How I helped a friend who was diagnosed with terminal cancer, through being her personal assistant - Sigrid Daniel.

Helping A Friend With Terminal Cancer – My Story

In my personal email account, there is an email folder marked “A” that stores well over 300 email chains. It spans the time from when a dear friend was diagnosed with terminal cancer in the week before Christmas 2010, until the news of her death in August 2012.  When I heard about her diagnosis, I was too stunned to formulate an emotional response. (Maybe once you are a parent all you think of is in practicalities – my only response was, I have to help.) That’s where the emails came in – I offered to help her by being her virtual PA, organising as much on line for her as I could: shopping lists, informing school, organising a rota of visitors, helping her to draft her will.

 
In the first few days the messages from A and then from her friendship circle came thick and fast, organising and sharing details about her personal life, things that needed to be done, to do lists and email addresses for people to be contacted. My most urgent task was sending her news by email – first, letting people know of her illness – second, with either updates on her health and then organising a rota of people to help her and visit her.
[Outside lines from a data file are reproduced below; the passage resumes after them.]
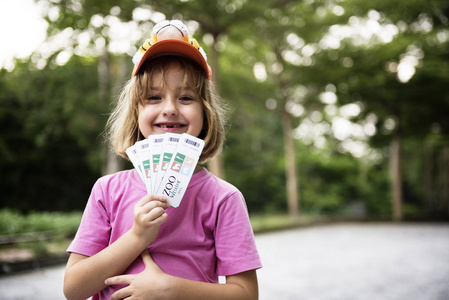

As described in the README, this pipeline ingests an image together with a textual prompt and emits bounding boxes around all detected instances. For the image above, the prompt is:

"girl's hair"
[106,56,226,163]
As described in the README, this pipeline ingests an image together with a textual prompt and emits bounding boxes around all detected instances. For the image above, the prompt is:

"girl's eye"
[147,96,161,101]
[179,96,195,101]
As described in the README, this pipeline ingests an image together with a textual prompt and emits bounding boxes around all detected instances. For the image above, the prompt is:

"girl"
[64,21,261,300]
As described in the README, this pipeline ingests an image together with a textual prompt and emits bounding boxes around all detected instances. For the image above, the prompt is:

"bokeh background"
[0,0,449,239]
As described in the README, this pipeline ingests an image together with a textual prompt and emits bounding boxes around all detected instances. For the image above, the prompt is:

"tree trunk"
[282,105,300,219]
[208,36,225,179]
[424,145,434,215]
[98,47,121,175]
[391,116,402,221]
[441,146,449,216]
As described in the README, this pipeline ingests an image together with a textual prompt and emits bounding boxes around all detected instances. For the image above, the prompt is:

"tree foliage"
[0,0,449,217]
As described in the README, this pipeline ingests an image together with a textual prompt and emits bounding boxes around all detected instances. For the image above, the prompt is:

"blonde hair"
[106,56,226,163]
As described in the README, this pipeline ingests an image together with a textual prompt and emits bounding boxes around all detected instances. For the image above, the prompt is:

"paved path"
[0,223,449,300]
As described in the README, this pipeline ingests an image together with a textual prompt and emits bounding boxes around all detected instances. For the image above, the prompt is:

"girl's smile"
[138,63,203,138]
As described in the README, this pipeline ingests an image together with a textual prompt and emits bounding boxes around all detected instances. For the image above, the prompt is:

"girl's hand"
[105,249,170,300]
[131,195,169,245]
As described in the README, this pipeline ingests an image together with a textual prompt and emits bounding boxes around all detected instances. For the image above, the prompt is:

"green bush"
[0,209,82,235]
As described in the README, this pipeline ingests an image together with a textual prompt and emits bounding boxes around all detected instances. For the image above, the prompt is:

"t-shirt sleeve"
[67,180,111,256]
[215,192,262,276]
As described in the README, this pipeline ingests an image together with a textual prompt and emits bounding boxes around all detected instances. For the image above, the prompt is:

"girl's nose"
[162,98,178,117]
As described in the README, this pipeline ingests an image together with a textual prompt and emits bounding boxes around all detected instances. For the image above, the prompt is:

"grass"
[0,209,314,261]
[0,209,82,236]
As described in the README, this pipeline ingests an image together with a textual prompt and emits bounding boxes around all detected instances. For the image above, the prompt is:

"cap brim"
[132,39,212,79]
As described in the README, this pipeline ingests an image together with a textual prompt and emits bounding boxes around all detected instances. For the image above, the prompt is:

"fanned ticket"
[126,144,145,182]
[153,133,181,195]
[135,139,151,193]
[148,134,164,194]
[156,133,204,207]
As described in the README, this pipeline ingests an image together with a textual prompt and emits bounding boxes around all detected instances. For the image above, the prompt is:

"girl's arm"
[64,195,168,299]
[106,250,259,300]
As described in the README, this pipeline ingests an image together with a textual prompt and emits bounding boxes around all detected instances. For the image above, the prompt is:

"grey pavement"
[0,223,449,300]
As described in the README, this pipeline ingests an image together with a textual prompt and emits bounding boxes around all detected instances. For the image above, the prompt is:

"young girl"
[64,21,261,300]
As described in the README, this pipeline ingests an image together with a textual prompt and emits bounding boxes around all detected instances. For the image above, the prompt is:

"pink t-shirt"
[67,168,262,299]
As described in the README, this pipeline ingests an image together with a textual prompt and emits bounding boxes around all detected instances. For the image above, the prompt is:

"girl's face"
[138,63,204,138]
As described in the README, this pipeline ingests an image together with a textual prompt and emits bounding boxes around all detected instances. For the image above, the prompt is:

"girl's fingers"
[136,194,168,207]
[104,275,133,285]
[110,287,132,300]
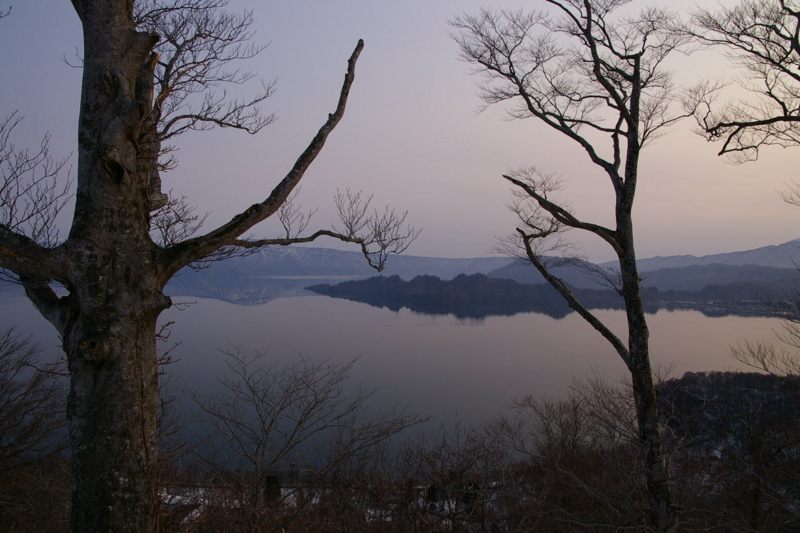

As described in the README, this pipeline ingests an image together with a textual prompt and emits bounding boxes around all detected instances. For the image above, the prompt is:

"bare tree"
[452,0,686,531]
[687,0,800,162]
[194,346,422,531]
[0,0,415,532]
I read some of them back recently, asking myself  – was I sensitive enough to other peoples’ feelings? Was I helpful in the information I gave – did it help her, her family or her friends? In the email folder, there are several from her, which simply said THANK YOU, or SO GLAD THIS IS OFF THE TO DO LIST!

 
An expressive talker, writer and thinker, A would normally have sent long, detailed, funny emails. But chemo was tiring. Having chemo and looking after 2 young children was tiring. Being a widow with terminal cancer, having chemo and 2 children was more than tiring. So, emails became like telegrams, caps lock instead of the hug, kiss or smile, which A would give out to friends in happier times.

 
Those emails stretch across several months, like people passing a baton along a precarious and heart-rending race. They stretch over months instead of the few weeks she was told that she had left to live, one gloomy December day. Those emails gave us all hope, a lifeline – maybe she would come through this? – and in the end, a record of her.

 
“I hope …” she would often start one of the emails – and it was hope for the simplest thing, such as “ … someone can make it over to take me to chemo next week?”. “I’d love to …” started some others, as we made plans for holidays and dinners and day trips.

 
The emails in that folder from her friends, are like hands stretching out to take over the next task: a cooked meal; clearing out the garage; providing cheerful company and conversation – those hands outstretched to A holding her hands, as she faced her unfathomable burden.

 
Rest in peace, dear friend, we’ve got it covered.